朝食を食べられそうな店をキョロキョロ探しながら、毛呂山・越生・ときがわを走ります。何度か空振りを繰り返したのち、結局、コンビニの駐車場に蹲ってサンドイッチ齧るという、いつもの形に・・・(>_<;)
暫く八高線から離れていた道が、鳩山からくる道と合流して、再び八高線を見ながら走るようになる手前に、少しキツイ坂があります。
なんてことが無い県道の坂道なんですが、まさかそんな場所で、今回のライドばかりか、自転車人生最大のピンチに見舞われることになろうとは・・・



よりによって、こんなトコ


ときがわ町役場を横目に、一昨年の春、白石峠へ向かった交差点を過ぎると周囲は再び、工場と畑が半々に広がる、典型的な郊外の景色。
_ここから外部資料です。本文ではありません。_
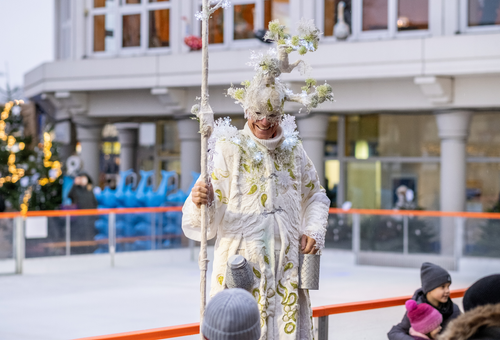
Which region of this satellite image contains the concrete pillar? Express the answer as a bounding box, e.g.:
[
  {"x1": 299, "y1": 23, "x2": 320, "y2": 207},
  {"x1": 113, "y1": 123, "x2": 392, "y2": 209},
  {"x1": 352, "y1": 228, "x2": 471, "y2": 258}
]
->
[
  {"x1": 297, "y1": 114, "x2": 330, "y2": 186},
  {"x1": 115, "y1": 123, "x2": 139, "y2": 171},
  {"x1": 73, "y1": 119, "x2": 103, "y2": 185},
  {"x1": 177, "y1": 117, "x2": 201, "y2": 191},
  {"x1": 436, "y1": 110, "x2": 472, "y2": 255}
]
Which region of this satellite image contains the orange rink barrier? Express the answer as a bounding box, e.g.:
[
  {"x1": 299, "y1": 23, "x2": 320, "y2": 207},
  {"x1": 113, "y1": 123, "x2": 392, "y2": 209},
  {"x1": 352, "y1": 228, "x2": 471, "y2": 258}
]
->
[
  {"x1": 76, "y1": 288, "x2": 467, "y2": 340},
  {"x1": 0, "y1": 207, "x2": 500, "y2": 220}
]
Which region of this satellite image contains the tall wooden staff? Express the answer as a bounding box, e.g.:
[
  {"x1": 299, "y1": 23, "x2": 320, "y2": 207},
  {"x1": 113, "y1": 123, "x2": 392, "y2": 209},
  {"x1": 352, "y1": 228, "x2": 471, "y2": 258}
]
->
[{"x1": 196, "y1": 0, "x2": 230, "y2": 339}]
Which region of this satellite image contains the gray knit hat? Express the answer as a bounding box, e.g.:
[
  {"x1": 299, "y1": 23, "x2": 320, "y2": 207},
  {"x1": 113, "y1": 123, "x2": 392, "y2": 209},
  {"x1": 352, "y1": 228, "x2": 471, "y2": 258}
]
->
[
  {"x1": 201, "y1": 288, "x2": 260, "y2": 340},
  {"x1": 420, "y1": 262, "x2": 451, "y2": 294}
]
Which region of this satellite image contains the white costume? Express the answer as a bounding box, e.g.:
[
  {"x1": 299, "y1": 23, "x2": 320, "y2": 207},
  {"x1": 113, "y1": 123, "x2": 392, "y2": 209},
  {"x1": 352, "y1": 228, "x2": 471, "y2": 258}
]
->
[{"x1": 182, "y1": 116, "x2": 330, "y2": 340}]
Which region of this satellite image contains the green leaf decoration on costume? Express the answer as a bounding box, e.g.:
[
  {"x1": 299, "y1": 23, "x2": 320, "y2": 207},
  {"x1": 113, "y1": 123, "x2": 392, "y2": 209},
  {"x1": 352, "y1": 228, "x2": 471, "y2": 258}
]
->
[
  {"x1": 276, "y1": 280, "x2": 288, "y2": 305},
  {"x1": 217, "y1": 169, "x2": 229, "y2": 178},
  {"x1": 285, "y1": 322, "x2": 295, "y2": 334},
  {"x1": 217, "y1": 275, "x2": 224, "y2": 286},
  {"x1": 306, "y1": 181, "x2": 314, "y2": 190},
  {"x1": 248, "y1": 184, "x2": 258, "y2": 195},
  {"x1": 260, "y1": 194, "x2": 267, "y2": 207},
  {"x1": 252, "y1": 288, "x2": 260, "y2": 303},
  {"x1": 285, "y1": 293, "x2": 297, "y2": 306},
  {"x1": 215, "y1": 189, "x2": 229, "y2": 204}
]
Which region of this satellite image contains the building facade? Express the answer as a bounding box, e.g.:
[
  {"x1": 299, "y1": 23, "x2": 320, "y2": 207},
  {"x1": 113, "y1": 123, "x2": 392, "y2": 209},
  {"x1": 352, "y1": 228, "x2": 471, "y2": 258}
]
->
[{"x1": 24, "y1": 0, "x2": 500, "y2": 218}]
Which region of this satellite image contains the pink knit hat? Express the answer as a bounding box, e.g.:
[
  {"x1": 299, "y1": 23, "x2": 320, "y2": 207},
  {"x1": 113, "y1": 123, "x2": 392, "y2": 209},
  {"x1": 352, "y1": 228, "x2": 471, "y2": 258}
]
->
[{"x1": 405, "y1": 300, "x2": 443, "y2": 334}]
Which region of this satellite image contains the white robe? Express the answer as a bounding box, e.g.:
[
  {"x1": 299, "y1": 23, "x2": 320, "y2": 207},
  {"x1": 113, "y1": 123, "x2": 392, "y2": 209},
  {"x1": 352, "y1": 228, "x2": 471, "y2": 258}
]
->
[{"x1": 182, "y1": 119, "x2": 330, "y2": 340}]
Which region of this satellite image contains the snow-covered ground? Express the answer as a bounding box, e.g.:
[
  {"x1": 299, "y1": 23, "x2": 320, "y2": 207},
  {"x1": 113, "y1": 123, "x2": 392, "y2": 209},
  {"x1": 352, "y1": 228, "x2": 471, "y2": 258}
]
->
[{"x1": 0, "y1": 249, "x2": 500, "y2": 340}]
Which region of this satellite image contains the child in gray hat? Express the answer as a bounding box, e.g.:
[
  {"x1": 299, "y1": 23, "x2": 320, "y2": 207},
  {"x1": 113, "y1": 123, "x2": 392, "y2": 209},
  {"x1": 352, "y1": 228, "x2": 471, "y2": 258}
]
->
[
  {"x1": 201, "y1": 288, "x2": 260, "y2": 340},
  {"x1": 387, "y1": 262, "x2": 461, "y2": 340}
]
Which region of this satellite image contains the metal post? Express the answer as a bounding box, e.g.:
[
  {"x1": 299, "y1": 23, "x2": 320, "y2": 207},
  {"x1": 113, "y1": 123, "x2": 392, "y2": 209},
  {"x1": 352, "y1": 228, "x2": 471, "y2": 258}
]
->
[
  {"x1": 318, "y1": 315, "x2": 329, "y2": 340},
  {"x1": 454, "y1": 217, "x2": 465, "y2": 270},
  {"x1": 352, "y1": 214, "x2": 361, "y2": 264},
  {"x1": 151, "y1": 213, "x2": 156, "y2": 250},
  {"x1": 14, "y1": 216, "x2": 25, "y2": 274},
  {"x1": 108, "y1": 213, "x2": 116, "y2": 267},
  {"x1": 403, "y1": 215, "x2": 409, "y2": 255},
  {"x1": 189, "y1": 239, "x2": 194, "y2": 261},
  {"x1": 337, "y1": 115, "x2": 346, "y2": 208},
  {"x1": 66, "y1": 215, "x2": 71, "y2": 256},
  {"x1": 158, "y1": 213, "x2": 164, "y2": 249}
]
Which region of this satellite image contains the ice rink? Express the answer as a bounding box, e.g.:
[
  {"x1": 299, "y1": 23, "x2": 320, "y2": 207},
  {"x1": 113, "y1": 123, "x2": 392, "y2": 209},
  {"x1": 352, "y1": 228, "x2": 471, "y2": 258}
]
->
[{"x1": 0, "y1": 248, "x2": 500, "y2": 340}]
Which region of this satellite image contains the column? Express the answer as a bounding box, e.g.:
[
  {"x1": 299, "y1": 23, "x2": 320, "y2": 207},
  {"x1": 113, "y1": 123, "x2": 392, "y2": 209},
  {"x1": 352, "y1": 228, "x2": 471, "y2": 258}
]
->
[
  {"x1": 115, "y1": 123, "x2": 139, "y2": 171},
  {"x1": 177, "y1": 117, "x2": 201, "y2": 191},
  {"x1": 436, "y1": 110, "x2": 472, "y2": 255},
  {"x1": 297, "y1": 114, "x2": 330, "y2": 186},
  {"x1": 73, "y1": 119, "x2": 103, "y2": 185}
]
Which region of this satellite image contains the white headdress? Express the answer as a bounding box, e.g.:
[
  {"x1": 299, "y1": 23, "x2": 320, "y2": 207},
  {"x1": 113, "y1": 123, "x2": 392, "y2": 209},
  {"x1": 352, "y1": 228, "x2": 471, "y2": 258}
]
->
[{"x1": 227, "y1": 19, "x2": 333, "y2": 124}]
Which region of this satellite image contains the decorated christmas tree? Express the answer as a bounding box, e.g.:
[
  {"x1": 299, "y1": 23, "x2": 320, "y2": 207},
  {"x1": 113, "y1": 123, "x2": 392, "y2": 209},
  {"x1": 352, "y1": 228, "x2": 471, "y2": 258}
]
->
[{"x1": 0, "y1": 101, "x2": 62, "y2": 212}]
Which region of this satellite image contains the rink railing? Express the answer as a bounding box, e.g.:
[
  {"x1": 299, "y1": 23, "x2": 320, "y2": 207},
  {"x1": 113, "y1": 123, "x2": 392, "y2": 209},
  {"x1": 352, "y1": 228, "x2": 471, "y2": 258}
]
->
[
  {"x1": 77, "y1": 288, "x2": 467, "y2": 340},
  {"x1": 0, "y1": 207, "x2": 500, "y2": 274}
]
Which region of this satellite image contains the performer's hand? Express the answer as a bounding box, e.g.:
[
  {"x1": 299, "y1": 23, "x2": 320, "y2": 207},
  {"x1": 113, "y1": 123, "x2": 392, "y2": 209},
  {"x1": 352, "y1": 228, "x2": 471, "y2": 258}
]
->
[
  {"x1": 300, "y1": 235, "x2": 318, "y2": 254},
  {"x1": 191, "y1": 182, "x2": 214, "y2": 208}
]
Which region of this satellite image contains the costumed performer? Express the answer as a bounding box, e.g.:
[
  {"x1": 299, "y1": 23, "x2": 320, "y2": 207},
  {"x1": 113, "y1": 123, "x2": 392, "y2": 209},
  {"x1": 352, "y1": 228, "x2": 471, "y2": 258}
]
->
[{"x1": 182, "y1": 20, "x2": 333, "y2": 340}]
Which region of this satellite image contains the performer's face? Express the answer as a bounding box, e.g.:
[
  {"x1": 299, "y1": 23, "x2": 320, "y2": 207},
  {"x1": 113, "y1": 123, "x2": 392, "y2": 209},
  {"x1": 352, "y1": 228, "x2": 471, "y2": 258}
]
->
[{"x1": 248, "y1": 117, "x2": 279, "y2": 139}]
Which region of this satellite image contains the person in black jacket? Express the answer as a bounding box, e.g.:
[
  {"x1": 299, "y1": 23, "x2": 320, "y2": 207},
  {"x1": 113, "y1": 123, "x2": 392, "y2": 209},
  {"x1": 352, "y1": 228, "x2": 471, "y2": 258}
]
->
[
  {"x1": 438, "y1": 274, "x2": 500, "y2": 340},
  {"x1": 68, "y1": 172, "x2": 97, "y2": 254},
  {"x1": 387, "y1": 262, "x2": 461, "y2": 340}
]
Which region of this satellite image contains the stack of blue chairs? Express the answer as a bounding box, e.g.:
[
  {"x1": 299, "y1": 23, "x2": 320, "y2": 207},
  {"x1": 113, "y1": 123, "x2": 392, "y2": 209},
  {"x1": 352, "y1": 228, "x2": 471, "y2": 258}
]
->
[{"x1": 95, "y1": 170, "x2": 200, "y2": 253}]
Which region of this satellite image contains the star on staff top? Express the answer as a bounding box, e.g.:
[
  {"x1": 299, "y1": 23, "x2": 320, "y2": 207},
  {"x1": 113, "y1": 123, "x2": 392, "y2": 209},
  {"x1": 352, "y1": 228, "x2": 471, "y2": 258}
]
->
[{"x1": 194, "y1": 0, "x2": 231, "y2": 20}]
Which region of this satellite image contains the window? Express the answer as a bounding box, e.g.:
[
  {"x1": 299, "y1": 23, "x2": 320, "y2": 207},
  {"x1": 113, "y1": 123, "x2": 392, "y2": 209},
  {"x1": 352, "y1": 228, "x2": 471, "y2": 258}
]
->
[
  {"x1": 362, "y1": 0, "x2": 388, "y2": 31},
  {"x1": 397, "y1": 0, "x2": 429, "y2": 31},
  {"x1": 94, "y1": 14, "x2": 115, "y2": 52},
  {"x1": 340, "y1": 0, "x2": 430, "y2": 39},
  {"x1": 233, "y1": 4, "x2": 255, "y2": 40},
  {"x1": 467, "y1": 0, "x2": 500, "y2": 27},
  {"x1": 122, "y1": 14, "x2": 141, "y2": 47},
  {"x1": 193, "y1": 0, "x2": 268, "y2": 48},
  {"x1": 264, "y1": 0, "x2": 290, "y2": 29},
  {"x1": 58, "y1": 0, "x2": 71, "y2": 59},
  {"x1": 149, "y1": 9, "x2": 170, "y2": 48},
  {"x1": 90, "y1": 0, "x2": 172, "y2": 54},
  {"x1": 323, "y1": 0, "x2": 352, "y2": 37}
]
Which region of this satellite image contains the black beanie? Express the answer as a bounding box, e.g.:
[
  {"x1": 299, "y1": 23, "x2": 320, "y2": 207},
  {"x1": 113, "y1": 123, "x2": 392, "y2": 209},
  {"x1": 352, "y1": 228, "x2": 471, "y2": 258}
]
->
[
  {"x1": 420, "y1": 262, "x2": 451, "y2": 294},
  {"x1": 463, "y1": 274, "x2": 500, "y2": 312}
]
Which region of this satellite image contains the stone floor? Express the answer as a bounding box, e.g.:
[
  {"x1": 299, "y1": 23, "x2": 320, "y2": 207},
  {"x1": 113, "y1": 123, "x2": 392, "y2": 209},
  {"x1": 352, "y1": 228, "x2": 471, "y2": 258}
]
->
[{"x1": 0, "y1": 249, "x2": 500, "y2": 340}]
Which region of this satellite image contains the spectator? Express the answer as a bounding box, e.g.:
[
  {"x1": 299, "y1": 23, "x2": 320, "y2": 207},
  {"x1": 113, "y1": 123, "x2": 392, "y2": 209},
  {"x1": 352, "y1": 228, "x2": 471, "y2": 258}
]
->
[
  {"x1": 405, "y1": 300, "x2": 443, "y2": 340},
  {"x1": 438, "y1": 274, "x2": 500, "y2": 340},
  {"x1": 201, "y1": 288, "x2": 261, "y2": 340},
  {"x1": 68, "y1": 172, "x2": 97, "y2": 209},
  {"x1": 387, "y1": 262, "x2": 460, "y2": 340},
  {"x1": 68, "y1": 172, "x2": 97, "y2": 254}
]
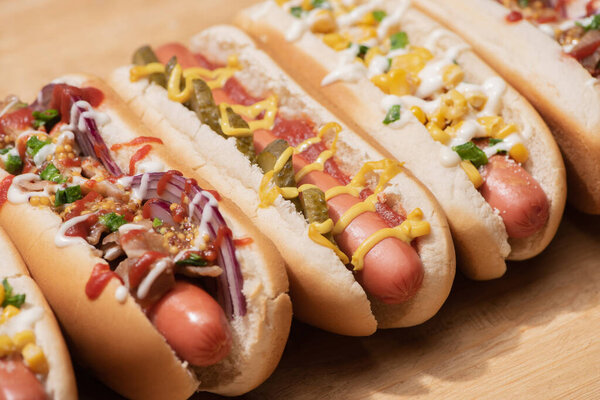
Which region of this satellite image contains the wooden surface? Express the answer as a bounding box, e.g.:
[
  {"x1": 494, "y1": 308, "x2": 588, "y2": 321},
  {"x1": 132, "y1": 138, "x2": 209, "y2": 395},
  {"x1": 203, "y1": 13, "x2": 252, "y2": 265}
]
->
[{"x1": 0, "y1": 0, "x2": 600, "y2": 399}]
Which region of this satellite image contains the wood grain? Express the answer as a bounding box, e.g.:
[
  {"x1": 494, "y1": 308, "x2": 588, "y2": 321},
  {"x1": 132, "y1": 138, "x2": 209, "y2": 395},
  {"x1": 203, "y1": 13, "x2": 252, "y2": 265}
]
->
[{"x1": 0, "y1": 0, "x2": 600, "y2": 400}]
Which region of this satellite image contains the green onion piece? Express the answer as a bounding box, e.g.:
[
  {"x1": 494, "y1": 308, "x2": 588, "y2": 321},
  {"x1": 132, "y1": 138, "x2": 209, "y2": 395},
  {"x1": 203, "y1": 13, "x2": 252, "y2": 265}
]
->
[
  {"x1": 27, "y1": 136, "x2": 52, "y2": 157},
  {"x1": 4, "y1": 154, "x2": 23, "y2": 175},
  {"x1": 175, "y1": 253, "x2": 208, "y2": 267},
  {"x1": 452, "y1": 142, "x2": 488, "y2": 168},
  {"x1": 2, "y1": 278, "x2": 25, "y2": 308},
  {"x1": 32, "y1": 108, "x2": 58, "y2": 129},
  {"x1": 290, "y1": 7, "x2": 303, "y2": 18},
  {"x1": 383, "y1": 104, "x2": 400, "y2": 125},
  {"x1": 373, "y1": 10, "x2": 387, "y2": 22},
  {"x1": 40, "y1": 163, "x2": 67, "y2": 183},
  {"x1": 390, "y1": 32, "x2": 408, "y2": 50},
  {"x1": 54, "y1": 185, "x2": 83, "y2": 207},
  {"x1": 99, "y1": 213, "x2": 127, "y2": 232}
]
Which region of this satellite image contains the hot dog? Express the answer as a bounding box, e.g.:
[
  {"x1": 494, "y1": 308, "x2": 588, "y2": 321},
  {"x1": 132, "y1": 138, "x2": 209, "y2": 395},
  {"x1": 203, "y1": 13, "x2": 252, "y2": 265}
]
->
[
  {"x1": 237, "y1": 0, "x2": 565, "y2": 280},
  {"x1": 0, "y1": 75, "x2": 291, "y2": 398},
  {"x1": 111, "y1": 23, "x2": 455, "y2": 335},
  {"x1": 414, "y1": 0, "x2": 600, "y2": 214},
  {"x1": 0, "y1": 230, "x2": 77, "y2": 400}
]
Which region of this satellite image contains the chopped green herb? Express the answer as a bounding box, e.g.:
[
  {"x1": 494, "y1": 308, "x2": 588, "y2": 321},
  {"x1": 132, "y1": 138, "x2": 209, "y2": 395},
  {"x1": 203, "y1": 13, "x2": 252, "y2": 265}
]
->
[
  {"x1": 54, "y1": 185, "x2": 83, "y2": 207},
  {"x1": 175, "y1": 253, "x2": 208, "y2": 267},
  {"x1": 290, "y1": 7, "x2": 304, "y2": 18},
  {"x1": 99, "y1": 213, "x2": 127, "y2": 232},
  {"x1": 452, "y1": 142, "x2": 488, "y2": 168},
  {"x1": 575, "y1": 14, "x2": 600, "y2": 31},
  {"x1": 4, "y1": 154, "x2": 23, "y2": 175},
  {"x1": 390, "y1": 32, "x2": 408, "y2": 50},
  {"x1": 40, "y1": 163, "x2": 67, "y2": 183},
  {"x1": 373, "y1": 10, "x2": 387, "y2": 22},
  {"x1": 383, "y1": 104, "x2": 400, "y2": 125},
  {"x1": 27, "y1": 136, "x2": 52, "y2": 157},
  {"x1": 32, "y1": 108, "x2": 58, "y2": 129},
  {"x1": 2, "y1": 278, "x2": 25, "y2": 308}
]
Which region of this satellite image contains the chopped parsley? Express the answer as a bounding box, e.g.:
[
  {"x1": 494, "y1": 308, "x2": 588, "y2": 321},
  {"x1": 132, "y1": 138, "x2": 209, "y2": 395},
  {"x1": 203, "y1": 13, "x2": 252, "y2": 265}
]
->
[
  {"x1": 452, "y1": 142, "x2": 488, "y2": 168},
  {"x1": 2, "y1": 278, "x2": 25, "y2": 308},
  {"x1": 99, "y1": 212, "x2": 127, "y2": 232},
  {"x1": 383, "y1": 104, "x2": 400, "y2": 125},
  {"x1": 175, "y1": 253, "x2": 208, "y2": 267},
  {"x1": 40, "y1": 163, "x2": 67, "y2": 183},
  {"x1": 54, "y1": 185, "x2": 83, "y2": 207},
  {"x1": 390, "y1": 32, "x2": 408, "y2": 50}
]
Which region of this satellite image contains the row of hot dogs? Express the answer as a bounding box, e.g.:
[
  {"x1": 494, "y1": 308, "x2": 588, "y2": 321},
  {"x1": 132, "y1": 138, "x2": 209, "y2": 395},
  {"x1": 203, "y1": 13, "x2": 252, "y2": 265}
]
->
[{"x1": 0, "y1": 0, "x2": 596, "y2": 399}]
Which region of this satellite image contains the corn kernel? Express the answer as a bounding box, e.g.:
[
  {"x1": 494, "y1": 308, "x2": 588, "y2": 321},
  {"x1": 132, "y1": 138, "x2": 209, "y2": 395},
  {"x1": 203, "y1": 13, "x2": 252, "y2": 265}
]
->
[
  {"x1": 465, "y1": 92, "x2": 487, "y2": 110},
  {"x1": 440, "y1": 89, "x2": 469, "y2": 121},
  {"x1": 365, "y1": 46, "x2": 383, "y2": 65},
  {"x1": 508, "y1": 143, "x2": 529, "y2": 164},
  {"x1": 495, "y1": 124, "x2": 519, "y2": 139},
  {"x1": 460, "y1": 161, "x2": 483, "y2": 189},
  {"x1": 21, "y1": 343, "x2": 48, "y2": 375},
  {"x1": 323, "y1": 33, "x2": 350, "y2": 51},
  {"x1": 410, "y1": 106, "x2": 427, "y2": 125},
  {"x1": 406, "y1": 207, "x2": 423, "y2": 220},
  {"x1": 310, "y1": 10, "x2": 337, "y2": 33},
  {"x1": 12, "y1": 330, "x2": 35, "y2": 351},
  {"x1": 425, "y1": 122, "x2": 450, "y2": 144},
  {"x1": 0, "y1": 335, "x2": 16, "y2": 358},
  {"x1": 477, "y1": 116, "x2": 504, "y2": 137},
  {"x1": 442, "y1": 64, "x2": 465, "y2": 89}
]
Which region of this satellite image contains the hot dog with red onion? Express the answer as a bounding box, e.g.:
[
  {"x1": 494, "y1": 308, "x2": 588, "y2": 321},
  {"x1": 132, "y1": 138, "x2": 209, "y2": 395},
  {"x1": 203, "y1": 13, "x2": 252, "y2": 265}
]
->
[
  {"x1": 0, "y1": 75, "x2": 291, "y2": 398},
  {"x1": 237, "y1": 0, "x2": 566, "y2": 280},
  {"x1": 111, "y1": 24, "x2": 455, "y2": 335}
]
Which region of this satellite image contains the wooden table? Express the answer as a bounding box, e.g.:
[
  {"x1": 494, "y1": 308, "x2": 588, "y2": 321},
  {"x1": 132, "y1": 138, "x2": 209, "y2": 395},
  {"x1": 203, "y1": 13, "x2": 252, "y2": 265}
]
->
[{"x1": 0, "y1": 0, "x2": 600, "y2": 399}]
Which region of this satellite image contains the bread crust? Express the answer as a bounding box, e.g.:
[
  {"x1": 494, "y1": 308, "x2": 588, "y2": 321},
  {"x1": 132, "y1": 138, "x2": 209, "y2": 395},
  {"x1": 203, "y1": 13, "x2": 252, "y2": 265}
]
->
[
  {"x1": 0, "y1": 229, "x2": 77, "y2": 400},
  {"x1": 111, "y1": 26, "x2": 455, "y2": 335},
  {"x1": 414, "y1": 0, "x2": 600, "y2": 214},
  {"x1": 236, "y1": 2, "x2": 565, "y2": 280},
  {"x1": 0, "y1": 75, "x2": 291, "y2": 399}
]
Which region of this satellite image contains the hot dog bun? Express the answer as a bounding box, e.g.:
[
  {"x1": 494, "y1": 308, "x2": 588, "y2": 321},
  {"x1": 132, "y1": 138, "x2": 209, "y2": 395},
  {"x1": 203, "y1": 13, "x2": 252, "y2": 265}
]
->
[
  {"x1": 414, "y1": 0, "x2": 600, "y2": 214},
  {"x1": 0, "y1": 229, "x2": 77, "y2": 400},
  {"x1": 236, "y1": 1, "x2": 565, "y2": 280},
  {"x1": 0, "y1": 75, "x2": 291, "y2": 399},
  {"x1": 110, "y1": 26, "x2": 455, "y2": 335}
]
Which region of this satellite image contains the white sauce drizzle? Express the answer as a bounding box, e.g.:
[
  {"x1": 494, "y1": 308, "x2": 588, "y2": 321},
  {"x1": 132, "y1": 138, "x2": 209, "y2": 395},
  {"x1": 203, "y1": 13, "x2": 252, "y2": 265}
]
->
[
  {"x1": 137, "y1": 259, "x2": 169, "y2": 299},
  {"x1": 54, "y1": 213, "x2": 96, "y2": 247}
]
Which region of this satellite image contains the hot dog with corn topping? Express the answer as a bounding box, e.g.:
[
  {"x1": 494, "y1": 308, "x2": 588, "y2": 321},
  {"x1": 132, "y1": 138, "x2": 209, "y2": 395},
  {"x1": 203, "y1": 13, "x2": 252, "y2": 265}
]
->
[
  {"x1": 111, "y1": 26, "x2": 454, "y2": 335},
  {"x1": 0, "y1": 230, "x2": 77, "y2": 400},
  {"x1": 237, "y1": 0, "x2": 565, "y2": 279},
  {"x1": 0, "y1": 75, "x2": 291, "y2": 398}
]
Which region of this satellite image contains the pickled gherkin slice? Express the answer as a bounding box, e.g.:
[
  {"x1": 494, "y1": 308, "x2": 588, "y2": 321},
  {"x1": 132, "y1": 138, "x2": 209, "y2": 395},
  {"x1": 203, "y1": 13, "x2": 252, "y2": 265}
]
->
[
  {"x1": 256, "y1": 139, "x2": 302, "y2": 211},
  {"x1": 132, "y1": 46, "x2": 167, "y2": 88},
  {"x1": 300, "y1": 188, "x2": 333, "y2": 242},
  {"x1": 227, "y1": 107, "x2": 256, "y2": 164}
]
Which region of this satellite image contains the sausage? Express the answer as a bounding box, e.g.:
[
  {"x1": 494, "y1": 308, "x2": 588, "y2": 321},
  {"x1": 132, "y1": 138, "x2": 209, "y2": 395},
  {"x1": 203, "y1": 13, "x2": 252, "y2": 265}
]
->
[
  {"x1": 156, "y1": 43, "x2": 424, "y2": 304},
  {"x1": 0, "y1": 358, "x2": 47, "y2": 400},
  {"x1": 479, "y1": 155, "x2": 550, "y2": 238},
  {"x1": 148, "y1": 281, "x2": 231, "y2": 367},
  {"x1": 254, "y1": 130, "x2": 424, "y2": 304}
]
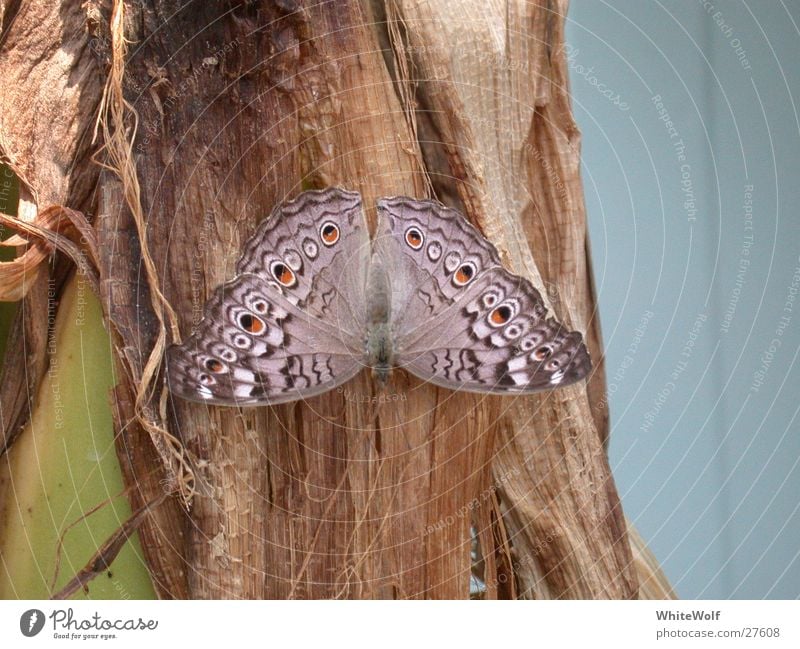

都幾川を渡ると丘陵地帯になり、道は緩やかなアップダウンを繰り返しながら、小川町との境を越えます。
片側一車線のややキツイ坂に差し掛かり、速度計は8km/hほどに落ちました。反射的にインナーに落とした瞬間、クランクが支えを失ったかのように空転するのを感じました。視線を落とすと、チェーンが脱線しています・・・ビンディングを外す暇すらなく、自転車が停止→そのまま横転。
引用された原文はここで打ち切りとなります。